All other animals had detectable provirus by 3 w.p.i. The
differences in the slopes of proviral loads versus time postinfection
between the two groups of animals showed a trend toward significance
(P = 0.08). Likewise, the difference in mean peak
proviral loads between the two groups (5,860 ± 864.7 versus
3,312 ± 966.6 copies/µg of DNA) also approached
significance (P = 0.07). This lack of significance
perhaps can be attributed to the large variation in proviral load peak
values seen specifically for the individual i.vag. inoculated animals
(Fig. 1B); these values appeared to be unrelated to the size of
the viral inoculum.
Virus isolation from PBMC was performed using CEMx174 cells. The
results obtained for the first few time points after inoculation suggest a delay in the appearance of infectious virus in the PBMC of
the animals inoculated i.vag., similar to what was observed for the
detection of proviral DNA. At 1 w.p.i., virus could be reisolated
from the PBMC of five of six animals in the i.v. group but from the
PBMC of only of two of six i.vag. inoculated animals (Table 1). This
difference also showed a trend toward significance (P = 0.08).
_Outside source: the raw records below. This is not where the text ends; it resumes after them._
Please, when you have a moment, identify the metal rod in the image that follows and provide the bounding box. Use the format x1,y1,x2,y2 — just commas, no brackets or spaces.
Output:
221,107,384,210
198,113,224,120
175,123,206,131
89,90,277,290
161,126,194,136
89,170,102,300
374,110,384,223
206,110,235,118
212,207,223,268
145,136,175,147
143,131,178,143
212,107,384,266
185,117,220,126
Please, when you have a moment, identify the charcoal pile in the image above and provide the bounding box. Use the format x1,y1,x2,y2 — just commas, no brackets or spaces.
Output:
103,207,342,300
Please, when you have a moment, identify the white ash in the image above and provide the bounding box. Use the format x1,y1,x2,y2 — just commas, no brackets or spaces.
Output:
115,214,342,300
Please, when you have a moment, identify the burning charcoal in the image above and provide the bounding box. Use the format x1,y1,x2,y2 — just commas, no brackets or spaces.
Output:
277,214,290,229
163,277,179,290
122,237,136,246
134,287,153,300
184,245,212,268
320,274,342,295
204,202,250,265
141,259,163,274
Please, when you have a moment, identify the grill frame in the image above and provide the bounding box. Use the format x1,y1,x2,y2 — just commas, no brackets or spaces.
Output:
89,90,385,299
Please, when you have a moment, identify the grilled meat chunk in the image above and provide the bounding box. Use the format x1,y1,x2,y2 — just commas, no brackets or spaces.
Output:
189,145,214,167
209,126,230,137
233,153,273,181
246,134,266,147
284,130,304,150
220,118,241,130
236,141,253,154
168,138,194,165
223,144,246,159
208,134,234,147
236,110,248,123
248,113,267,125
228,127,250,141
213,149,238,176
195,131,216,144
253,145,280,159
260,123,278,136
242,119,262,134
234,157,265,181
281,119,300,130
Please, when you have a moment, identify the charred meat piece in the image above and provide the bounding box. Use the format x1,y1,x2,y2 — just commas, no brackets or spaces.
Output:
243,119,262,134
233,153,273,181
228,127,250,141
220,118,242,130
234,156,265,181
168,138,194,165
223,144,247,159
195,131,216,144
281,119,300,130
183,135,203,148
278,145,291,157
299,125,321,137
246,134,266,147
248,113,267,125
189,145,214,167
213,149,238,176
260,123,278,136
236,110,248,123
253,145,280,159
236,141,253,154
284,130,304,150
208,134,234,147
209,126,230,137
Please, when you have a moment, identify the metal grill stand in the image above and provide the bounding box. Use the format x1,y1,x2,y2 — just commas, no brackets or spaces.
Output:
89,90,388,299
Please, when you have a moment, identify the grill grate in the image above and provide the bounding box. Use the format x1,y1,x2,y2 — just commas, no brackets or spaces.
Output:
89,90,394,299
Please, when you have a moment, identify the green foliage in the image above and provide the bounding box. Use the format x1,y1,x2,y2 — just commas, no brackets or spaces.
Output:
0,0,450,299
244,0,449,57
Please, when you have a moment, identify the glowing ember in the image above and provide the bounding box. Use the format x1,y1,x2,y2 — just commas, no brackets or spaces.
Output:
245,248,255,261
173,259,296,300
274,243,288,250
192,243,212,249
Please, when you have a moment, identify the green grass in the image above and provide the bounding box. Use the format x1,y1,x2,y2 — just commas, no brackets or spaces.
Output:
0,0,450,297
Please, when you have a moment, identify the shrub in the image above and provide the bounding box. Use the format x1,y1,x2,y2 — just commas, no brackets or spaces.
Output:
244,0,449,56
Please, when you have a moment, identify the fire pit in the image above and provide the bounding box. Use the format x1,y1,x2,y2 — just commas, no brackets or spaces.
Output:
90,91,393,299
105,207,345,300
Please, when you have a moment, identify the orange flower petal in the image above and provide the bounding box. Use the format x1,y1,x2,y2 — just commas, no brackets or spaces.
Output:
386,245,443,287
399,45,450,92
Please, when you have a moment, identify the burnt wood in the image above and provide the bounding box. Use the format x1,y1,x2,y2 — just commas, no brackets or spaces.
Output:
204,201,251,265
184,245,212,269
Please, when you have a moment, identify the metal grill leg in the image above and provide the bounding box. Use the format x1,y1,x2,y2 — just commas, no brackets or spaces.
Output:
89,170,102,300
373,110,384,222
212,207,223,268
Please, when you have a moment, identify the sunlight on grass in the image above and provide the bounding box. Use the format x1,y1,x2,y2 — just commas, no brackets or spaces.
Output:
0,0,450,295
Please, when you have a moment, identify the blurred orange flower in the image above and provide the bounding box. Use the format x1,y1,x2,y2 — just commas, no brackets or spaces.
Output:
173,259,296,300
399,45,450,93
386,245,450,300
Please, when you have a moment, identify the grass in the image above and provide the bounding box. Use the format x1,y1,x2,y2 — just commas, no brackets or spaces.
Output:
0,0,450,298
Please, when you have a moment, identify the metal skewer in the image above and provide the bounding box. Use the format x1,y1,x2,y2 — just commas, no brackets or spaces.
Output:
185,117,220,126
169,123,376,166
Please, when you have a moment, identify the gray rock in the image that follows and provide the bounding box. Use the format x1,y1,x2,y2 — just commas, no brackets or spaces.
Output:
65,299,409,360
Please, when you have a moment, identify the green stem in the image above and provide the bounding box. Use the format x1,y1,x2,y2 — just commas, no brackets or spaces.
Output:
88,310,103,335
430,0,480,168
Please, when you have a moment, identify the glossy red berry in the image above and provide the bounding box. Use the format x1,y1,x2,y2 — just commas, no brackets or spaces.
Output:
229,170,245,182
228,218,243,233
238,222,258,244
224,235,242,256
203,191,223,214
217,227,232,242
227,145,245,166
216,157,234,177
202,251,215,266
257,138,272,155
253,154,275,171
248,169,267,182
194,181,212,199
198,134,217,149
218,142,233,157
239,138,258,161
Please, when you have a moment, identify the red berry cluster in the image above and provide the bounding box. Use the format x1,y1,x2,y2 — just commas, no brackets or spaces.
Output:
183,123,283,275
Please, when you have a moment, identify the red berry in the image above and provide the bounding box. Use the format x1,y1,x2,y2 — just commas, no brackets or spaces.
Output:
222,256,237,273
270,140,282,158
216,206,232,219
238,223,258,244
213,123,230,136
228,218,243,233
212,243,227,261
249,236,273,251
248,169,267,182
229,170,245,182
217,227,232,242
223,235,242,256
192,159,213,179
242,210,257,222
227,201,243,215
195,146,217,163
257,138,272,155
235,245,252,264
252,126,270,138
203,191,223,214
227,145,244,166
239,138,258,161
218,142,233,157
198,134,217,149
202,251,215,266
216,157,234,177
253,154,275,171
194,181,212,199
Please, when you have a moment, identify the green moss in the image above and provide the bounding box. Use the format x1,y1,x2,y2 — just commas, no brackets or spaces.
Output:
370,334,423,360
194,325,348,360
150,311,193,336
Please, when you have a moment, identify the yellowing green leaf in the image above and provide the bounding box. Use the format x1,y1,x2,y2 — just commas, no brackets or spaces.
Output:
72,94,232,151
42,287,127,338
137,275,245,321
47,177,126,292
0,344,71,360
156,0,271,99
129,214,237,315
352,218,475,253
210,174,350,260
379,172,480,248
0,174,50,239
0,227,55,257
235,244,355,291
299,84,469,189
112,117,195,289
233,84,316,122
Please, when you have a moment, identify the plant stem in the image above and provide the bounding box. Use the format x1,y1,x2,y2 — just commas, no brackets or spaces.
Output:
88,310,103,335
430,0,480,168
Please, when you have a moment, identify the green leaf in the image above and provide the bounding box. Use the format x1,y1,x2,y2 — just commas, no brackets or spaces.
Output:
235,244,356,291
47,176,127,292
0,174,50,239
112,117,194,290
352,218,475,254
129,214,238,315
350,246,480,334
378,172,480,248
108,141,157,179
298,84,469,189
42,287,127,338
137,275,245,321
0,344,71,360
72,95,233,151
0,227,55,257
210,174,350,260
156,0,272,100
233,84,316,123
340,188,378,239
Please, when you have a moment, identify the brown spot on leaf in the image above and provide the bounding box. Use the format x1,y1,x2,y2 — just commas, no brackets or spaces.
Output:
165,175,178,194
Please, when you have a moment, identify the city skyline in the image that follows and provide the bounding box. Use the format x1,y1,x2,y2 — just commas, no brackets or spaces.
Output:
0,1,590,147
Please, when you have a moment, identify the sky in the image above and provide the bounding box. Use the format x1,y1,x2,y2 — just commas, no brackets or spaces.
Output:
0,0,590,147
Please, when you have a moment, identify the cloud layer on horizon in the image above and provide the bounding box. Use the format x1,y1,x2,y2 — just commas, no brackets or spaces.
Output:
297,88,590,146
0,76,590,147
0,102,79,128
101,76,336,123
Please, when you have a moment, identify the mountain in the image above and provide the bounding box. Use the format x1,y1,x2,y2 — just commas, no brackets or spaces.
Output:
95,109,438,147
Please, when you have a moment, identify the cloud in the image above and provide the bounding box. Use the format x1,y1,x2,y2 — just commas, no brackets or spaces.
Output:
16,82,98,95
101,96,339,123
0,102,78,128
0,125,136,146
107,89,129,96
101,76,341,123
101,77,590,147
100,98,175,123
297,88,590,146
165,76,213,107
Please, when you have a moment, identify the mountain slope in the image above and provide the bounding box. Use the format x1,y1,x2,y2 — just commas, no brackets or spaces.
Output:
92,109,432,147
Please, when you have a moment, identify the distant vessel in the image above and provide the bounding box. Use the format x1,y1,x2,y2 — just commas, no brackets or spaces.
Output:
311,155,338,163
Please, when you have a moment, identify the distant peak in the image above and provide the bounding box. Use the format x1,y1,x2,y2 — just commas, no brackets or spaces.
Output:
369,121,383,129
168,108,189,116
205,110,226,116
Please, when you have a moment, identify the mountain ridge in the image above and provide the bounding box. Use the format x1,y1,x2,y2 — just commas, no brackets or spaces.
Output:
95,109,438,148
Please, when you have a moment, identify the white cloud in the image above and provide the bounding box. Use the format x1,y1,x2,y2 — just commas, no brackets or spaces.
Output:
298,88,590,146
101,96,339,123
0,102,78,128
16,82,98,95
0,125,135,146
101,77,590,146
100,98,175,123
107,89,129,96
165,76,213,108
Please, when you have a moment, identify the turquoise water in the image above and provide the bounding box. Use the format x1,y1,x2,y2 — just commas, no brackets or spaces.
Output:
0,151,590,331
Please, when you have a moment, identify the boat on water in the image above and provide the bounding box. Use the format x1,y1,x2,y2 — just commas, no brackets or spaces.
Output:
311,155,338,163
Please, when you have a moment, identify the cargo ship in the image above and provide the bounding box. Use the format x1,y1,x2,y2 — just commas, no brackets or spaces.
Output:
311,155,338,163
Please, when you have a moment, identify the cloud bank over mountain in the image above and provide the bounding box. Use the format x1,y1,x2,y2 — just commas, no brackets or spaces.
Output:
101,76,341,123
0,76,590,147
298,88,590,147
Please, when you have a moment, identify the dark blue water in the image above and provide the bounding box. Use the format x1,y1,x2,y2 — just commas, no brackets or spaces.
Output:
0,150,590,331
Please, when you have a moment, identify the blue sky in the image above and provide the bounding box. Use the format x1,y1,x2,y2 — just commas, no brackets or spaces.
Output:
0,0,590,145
Lymphocyte subset changes.
Infection with
SHIV89.6V was not pathogenic in M. nemestrina during follow-up. However, we did observe a temporary
decrease in CD4+ cell percentages in the
circulation during infection (Fig. 2A and
B). In the animals infected i.v., an initial increase in
CD4+ cell percentages was observed during the
first 2 w.p.i., followed by a decline in
CD4+ T cells at 3 w.p.i. (Fig. 2A),
concurrent with an increase in CD8+ cell
percentages (Fig. 2C). The i.vag. infected animals did not have an
initial increase in CD4+ cells, as observed in
the i.v.-inoculated animals, but they had a similar decline in PBMC CD4
percentages (Fig. 2B), which occurred simultaneously with increases in
CD8 percentages (Fig. 2D). This decline was delayed by 1 week compared
to the CD4 percentage decline in the i.v. group (4 w.p.i. versus 3 w.p.i.), and the magnitude of the decline in individual animals
correlated with inoculum dose (P = 0.03). The changes
in lymphocyte subsets also were apparent in the absolute CD4 and CD8
counts (data not shown).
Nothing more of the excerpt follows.